A familiar example of an intermetallic compound is brass – a compound of copper and zinc, in one of the variants of which there are 8 zinc atoms for 5 copper atoms. But steel is indeed an alloy, since it contains non-metal carbon in different quantities.
Due to their excellent performance properties, intermetallic compounds are widely used in the manufacture of components and aircraft skins, turbochargers and pipe liners, as well as in high-tech industries – hydrogen energy, microcircuits and dental implants.
To date, the chemical properties and the most important physical characteristics of more than 20 thousand intermetallic compounds have been described. The scientific community has long been trying to establish a connection between the crystal structure of these substances and their observed features. Identification of any patterns would help the development of fundamental science and the creation of new materials for industry.

Scientists from the Samara State Technical University (Samara Polytechnic University) have developed a program that not only revealed patterns in data arrays on intermetallic compounds, but also made it possible to predict the structure of these substances online, said one of the authors of the development, a senior researcher at the Laboratory of Crystal Chemistry and Crystal Design of the International Research Center for Theoretical Materials Science at Samara Polytechnic University Olga Blatova.
“For the first time, we have summarized data on the structure of all known intermetallic compounds. First of all, these data can be used and are already being used as reference information. On our TopCryst Internet resource, we have published a search service for the so-called local atomic configurations – typical fragments of intermetallic structures (nanoclusters) , which are ordered by the way they are built,” she said.

According to her , today the library of intermetallics is used in more than 70 countries. To organize the data, scientists used the methods of automated topological analysis ToposPro developed at Samara State Technical University.

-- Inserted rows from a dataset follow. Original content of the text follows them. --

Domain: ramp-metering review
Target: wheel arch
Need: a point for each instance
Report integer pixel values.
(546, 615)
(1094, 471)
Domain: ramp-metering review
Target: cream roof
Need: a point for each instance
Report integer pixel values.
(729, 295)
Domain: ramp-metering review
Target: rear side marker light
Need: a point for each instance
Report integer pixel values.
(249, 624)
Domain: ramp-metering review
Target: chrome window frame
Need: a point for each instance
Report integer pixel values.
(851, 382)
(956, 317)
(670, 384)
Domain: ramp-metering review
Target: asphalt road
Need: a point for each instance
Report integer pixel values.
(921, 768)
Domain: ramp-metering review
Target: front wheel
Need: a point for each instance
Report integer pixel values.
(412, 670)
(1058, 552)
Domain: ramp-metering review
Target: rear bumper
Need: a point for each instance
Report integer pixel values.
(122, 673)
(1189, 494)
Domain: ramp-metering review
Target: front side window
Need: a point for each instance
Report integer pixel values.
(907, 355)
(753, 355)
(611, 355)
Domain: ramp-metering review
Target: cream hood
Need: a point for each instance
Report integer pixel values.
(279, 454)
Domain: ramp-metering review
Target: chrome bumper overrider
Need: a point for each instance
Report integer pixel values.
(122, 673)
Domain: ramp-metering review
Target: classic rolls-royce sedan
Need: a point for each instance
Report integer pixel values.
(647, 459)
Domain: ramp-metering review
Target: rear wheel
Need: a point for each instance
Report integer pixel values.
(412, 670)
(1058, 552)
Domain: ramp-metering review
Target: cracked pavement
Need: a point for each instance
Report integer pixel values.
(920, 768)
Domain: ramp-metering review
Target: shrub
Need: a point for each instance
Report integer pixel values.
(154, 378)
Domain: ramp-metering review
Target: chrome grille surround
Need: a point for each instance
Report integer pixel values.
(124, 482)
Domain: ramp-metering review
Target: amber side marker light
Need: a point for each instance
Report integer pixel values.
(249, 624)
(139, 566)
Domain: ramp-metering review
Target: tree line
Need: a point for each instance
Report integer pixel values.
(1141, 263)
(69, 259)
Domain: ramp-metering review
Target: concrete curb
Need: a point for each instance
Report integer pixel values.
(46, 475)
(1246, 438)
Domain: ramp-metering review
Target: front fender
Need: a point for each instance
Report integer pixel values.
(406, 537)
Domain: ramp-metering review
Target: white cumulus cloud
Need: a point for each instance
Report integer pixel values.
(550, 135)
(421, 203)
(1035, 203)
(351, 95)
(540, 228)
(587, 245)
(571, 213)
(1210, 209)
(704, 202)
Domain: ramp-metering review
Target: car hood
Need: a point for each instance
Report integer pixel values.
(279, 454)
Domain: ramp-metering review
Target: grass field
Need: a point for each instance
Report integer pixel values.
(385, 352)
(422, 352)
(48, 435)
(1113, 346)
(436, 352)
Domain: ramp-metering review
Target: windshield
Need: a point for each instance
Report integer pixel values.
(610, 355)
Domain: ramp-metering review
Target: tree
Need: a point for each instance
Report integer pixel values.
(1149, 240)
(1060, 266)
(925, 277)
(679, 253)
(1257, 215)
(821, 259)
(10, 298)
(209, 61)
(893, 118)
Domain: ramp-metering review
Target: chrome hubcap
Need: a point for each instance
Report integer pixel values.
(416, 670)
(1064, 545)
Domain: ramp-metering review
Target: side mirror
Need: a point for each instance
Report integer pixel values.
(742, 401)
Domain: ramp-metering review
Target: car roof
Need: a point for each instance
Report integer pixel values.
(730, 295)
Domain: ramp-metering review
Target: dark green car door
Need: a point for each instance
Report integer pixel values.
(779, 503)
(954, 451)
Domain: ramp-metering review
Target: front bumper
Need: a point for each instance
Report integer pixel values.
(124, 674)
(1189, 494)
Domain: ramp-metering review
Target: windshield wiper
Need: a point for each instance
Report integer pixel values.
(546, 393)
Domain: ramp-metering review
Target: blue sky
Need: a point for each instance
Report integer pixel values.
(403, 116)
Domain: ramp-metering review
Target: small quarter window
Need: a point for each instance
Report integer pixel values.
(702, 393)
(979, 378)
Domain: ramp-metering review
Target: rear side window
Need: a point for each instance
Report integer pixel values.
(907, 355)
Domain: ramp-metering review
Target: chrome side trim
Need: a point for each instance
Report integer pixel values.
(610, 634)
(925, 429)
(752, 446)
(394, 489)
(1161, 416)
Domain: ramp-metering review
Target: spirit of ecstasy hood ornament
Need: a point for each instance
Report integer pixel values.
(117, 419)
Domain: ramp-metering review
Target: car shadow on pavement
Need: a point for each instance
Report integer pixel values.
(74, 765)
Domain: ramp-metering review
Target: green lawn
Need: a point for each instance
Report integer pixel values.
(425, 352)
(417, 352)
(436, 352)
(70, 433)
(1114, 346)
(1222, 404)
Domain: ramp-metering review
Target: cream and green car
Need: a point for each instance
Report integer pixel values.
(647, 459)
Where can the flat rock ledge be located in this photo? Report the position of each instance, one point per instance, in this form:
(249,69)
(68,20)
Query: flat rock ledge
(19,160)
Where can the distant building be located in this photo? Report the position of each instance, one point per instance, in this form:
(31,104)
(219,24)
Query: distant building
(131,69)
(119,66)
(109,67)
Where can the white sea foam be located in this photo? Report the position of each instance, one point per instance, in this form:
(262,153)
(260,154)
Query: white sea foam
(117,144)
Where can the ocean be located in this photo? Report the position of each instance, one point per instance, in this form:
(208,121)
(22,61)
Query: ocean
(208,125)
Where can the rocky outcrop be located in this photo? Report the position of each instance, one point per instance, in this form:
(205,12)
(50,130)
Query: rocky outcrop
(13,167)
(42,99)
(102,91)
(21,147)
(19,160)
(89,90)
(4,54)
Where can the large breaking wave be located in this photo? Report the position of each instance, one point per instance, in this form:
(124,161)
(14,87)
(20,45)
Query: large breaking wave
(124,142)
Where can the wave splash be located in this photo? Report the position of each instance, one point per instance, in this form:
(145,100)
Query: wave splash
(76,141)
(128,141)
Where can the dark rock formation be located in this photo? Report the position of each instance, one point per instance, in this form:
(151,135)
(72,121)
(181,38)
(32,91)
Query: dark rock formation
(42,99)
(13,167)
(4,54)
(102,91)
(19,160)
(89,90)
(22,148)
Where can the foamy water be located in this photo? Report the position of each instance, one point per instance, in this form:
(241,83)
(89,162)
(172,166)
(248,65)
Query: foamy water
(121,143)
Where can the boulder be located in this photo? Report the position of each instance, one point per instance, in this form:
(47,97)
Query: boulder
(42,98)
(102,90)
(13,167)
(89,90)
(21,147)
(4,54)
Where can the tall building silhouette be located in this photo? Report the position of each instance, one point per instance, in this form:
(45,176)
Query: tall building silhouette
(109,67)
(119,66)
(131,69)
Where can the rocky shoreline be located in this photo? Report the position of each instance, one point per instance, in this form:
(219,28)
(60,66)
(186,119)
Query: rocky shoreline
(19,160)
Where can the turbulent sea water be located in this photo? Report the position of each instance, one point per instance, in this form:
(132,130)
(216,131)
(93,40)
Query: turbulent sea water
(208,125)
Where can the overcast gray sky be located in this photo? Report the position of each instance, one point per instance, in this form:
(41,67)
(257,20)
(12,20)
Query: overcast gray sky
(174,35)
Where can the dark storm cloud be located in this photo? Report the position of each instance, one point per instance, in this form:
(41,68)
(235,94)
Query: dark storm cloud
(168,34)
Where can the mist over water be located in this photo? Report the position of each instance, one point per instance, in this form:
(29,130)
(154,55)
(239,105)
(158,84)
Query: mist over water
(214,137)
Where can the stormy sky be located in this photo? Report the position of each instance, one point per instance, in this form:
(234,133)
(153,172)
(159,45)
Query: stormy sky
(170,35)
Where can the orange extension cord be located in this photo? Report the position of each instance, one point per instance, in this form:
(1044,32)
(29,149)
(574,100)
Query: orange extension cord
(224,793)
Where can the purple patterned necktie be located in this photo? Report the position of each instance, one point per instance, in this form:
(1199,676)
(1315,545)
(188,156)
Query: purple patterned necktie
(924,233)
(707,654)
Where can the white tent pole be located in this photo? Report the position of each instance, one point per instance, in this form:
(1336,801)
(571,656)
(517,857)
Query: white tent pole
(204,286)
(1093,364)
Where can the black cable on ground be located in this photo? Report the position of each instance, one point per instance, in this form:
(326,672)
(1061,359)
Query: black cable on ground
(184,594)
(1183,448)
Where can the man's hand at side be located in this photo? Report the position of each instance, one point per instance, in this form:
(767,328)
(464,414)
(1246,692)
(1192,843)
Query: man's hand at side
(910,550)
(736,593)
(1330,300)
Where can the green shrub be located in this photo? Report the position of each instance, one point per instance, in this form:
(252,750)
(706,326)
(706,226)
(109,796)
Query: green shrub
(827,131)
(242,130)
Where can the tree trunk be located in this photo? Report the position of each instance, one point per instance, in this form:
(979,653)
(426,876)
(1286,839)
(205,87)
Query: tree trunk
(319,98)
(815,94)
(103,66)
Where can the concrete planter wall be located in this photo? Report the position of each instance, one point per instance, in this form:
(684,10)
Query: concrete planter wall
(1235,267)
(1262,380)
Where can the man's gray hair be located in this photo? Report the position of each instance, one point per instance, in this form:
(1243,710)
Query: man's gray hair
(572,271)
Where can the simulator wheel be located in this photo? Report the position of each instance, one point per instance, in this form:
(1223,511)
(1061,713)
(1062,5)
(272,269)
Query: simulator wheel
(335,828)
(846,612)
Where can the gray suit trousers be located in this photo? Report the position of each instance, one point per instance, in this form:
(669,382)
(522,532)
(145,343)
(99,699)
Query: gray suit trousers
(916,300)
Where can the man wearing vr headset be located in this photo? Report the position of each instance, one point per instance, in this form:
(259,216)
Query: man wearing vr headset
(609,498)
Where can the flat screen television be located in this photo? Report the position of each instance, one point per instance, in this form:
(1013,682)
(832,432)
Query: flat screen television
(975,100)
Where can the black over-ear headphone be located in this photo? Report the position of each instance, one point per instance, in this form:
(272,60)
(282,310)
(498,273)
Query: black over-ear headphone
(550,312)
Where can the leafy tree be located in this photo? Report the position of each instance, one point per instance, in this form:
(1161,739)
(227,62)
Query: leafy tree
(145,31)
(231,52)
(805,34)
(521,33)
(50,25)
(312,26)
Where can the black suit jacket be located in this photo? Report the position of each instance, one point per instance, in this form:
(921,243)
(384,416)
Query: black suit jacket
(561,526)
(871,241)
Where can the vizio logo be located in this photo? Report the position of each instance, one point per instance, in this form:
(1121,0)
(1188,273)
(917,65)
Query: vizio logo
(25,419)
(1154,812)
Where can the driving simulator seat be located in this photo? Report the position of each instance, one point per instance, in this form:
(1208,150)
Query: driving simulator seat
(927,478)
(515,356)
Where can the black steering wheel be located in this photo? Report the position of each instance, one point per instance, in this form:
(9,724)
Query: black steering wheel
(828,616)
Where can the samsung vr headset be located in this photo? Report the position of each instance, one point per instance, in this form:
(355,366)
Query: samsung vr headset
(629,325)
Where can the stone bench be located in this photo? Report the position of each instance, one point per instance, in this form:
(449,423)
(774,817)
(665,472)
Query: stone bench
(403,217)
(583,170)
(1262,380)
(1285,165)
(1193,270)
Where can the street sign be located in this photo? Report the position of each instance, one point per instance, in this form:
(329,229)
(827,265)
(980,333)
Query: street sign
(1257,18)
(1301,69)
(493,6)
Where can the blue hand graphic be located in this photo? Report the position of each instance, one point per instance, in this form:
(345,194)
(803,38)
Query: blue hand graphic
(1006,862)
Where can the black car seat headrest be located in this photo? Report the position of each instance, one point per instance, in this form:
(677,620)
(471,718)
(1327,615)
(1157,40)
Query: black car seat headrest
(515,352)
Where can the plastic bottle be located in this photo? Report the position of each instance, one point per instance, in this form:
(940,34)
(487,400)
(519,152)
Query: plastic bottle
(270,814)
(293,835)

“ToposPro allowed us to study such a large number of intermetallic structures, among which were real “monsters” – extremely complex objects. The database we created contains typical fragments of such grids, selected in automatic mode. No one else in the world can do such work yet” , – said Olga Blatova.
She said that undergraduates of the Samara Polytechnic University made a huge contribution to the development of the online service. It is planned that they will take part in further research to maintain and expand the created database, as well as to identify new patterns.

“In the near future, we will present a method for determining the stability of a given intermetallic structure, allowing more accurate prediction of the possibilities of synthesizing new substances and materials of this class,” said an employee of the Samara Polytechnic University.

The work was supported by the Russian Science Foundation (project no. 22-23-00322).